Coupe à la libellule

Cette petite coupe en verre brun porte au revers de la base la signature de l’exceptionnel maître verrier et céramiste, Emile Gallé (1846 – 1904). Le récipient au col festonné présente un décor émaillé de nénuphars en frise et d’une libellule. Le fondateur de l’École de Nancy a une totale admiration pour la nature et la multiplicité de ses formes et couleurs. Il étudie les plantes, les feuilles, les insectes et imagine des décors naturalistes dont les lignes souples apportent de la légèreté aux volumes. La libellule, avec la cigale et la mante religieuse, est l’un des insectes les plus représentés par Gallé qui, fasciné par cet insecte symbole de renouveau, se surnomme lui-même « l’amant des frissonnantes libellules». Aux motifs végétaux, il associe donc de frêles insectes posant le principe que « si une plante est belle par elle-même, les êtres ailés qui passent leur vie à ses côtés lui apportent un charme particulier».

Pieter Boel, Un aigle et deux spatules

Pieter Boel (Anvers, 1622 – Paris, 1674), artiste d’origine flamande, fut le peintre ordinaire de Louis XIV et surtout l’un des peintres animaliers les plus réputés du XVIIe siècle.

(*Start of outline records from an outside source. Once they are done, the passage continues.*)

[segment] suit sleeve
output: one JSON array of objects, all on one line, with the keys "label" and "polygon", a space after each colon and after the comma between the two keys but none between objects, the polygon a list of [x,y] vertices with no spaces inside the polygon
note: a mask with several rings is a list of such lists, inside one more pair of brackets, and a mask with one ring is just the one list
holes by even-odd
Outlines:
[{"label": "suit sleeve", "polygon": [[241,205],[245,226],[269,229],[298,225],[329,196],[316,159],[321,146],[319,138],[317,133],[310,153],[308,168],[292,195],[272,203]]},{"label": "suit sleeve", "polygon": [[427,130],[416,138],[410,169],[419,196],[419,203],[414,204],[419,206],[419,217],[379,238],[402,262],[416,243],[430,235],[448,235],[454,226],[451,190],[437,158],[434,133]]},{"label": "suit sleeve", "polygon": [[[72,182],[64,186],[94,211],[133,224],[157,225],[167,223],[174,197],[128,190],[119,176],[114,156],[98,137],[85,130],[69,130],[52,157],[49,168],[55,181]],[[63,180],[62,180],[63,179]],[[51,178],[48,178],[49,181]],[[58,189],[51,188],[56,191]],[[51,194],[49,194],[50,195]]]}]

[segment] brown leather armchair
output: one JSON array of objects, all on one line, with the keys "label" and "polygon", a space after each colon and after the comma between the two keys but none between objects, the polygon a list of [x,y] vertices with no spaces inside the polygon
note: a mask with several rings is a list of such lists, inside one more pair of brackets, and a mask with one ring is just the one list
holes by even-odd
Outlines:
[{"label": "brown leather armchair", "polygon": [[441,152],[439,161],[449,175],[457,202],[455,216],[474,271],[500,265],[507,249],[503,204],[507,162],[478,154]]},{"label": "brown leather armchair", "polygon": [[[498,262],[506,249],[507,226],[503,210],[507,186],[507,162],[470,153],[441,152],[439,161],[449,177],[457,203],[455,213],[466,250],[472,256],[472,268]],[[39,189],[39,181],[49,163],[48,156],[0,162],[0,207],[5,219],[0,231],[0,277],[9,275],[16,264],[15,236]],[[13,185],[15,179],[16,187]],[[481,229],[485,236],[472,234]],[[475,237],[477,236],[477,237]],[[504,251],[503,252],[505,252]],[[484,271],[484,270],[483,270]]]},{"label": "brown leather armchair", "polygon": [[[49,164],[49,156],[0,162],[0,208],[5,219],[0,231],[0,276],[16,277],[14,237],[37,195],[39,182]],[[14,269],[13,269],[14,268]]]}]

Formé auprès de son père, lui-même graveur, il séjourne ensuite en Italie, puis retourne à Anvers où il est mentionné comme peintre jusqu’en 1668. Peu après, il s’installe à Paris et, auprès de Charles Le Brun, est chargé d’exécuter des études pour servir aux tapisseries de la manufacture des Gobelins. Entre 1669 et 1671, il réalise pour la tenture dite « des Maisons royales », 81 études d’oiseaux et de mammifères, pensionnaires de la Ménagerie royale de Versailles. Ces études seront transférées des Gobelins au musée du Louvre avant d’être en partie dispersées dans divers musées de province.

Un Aigle et deux spatules et Cinq tortues appartiennent à cette série d’études. Se détachant sur des fonds brun-rouge, les animaux brossés par l’artiste sont cernés d’une auréole verte, bleue ou marron. Fin observateur, Pieter Boel peint un bestiaire en posture naturelle, au repos ou en mouvement, et parvient habilement à figurer les fins détails de la carapace des tortues, l’œil attentif de l’aigle, les pattes élégantes des spatules.

Les deux tableaux, longtemps attribués à François Desportes, ont été exposés au Louvre en 2001 et au château de Versailles en 2009.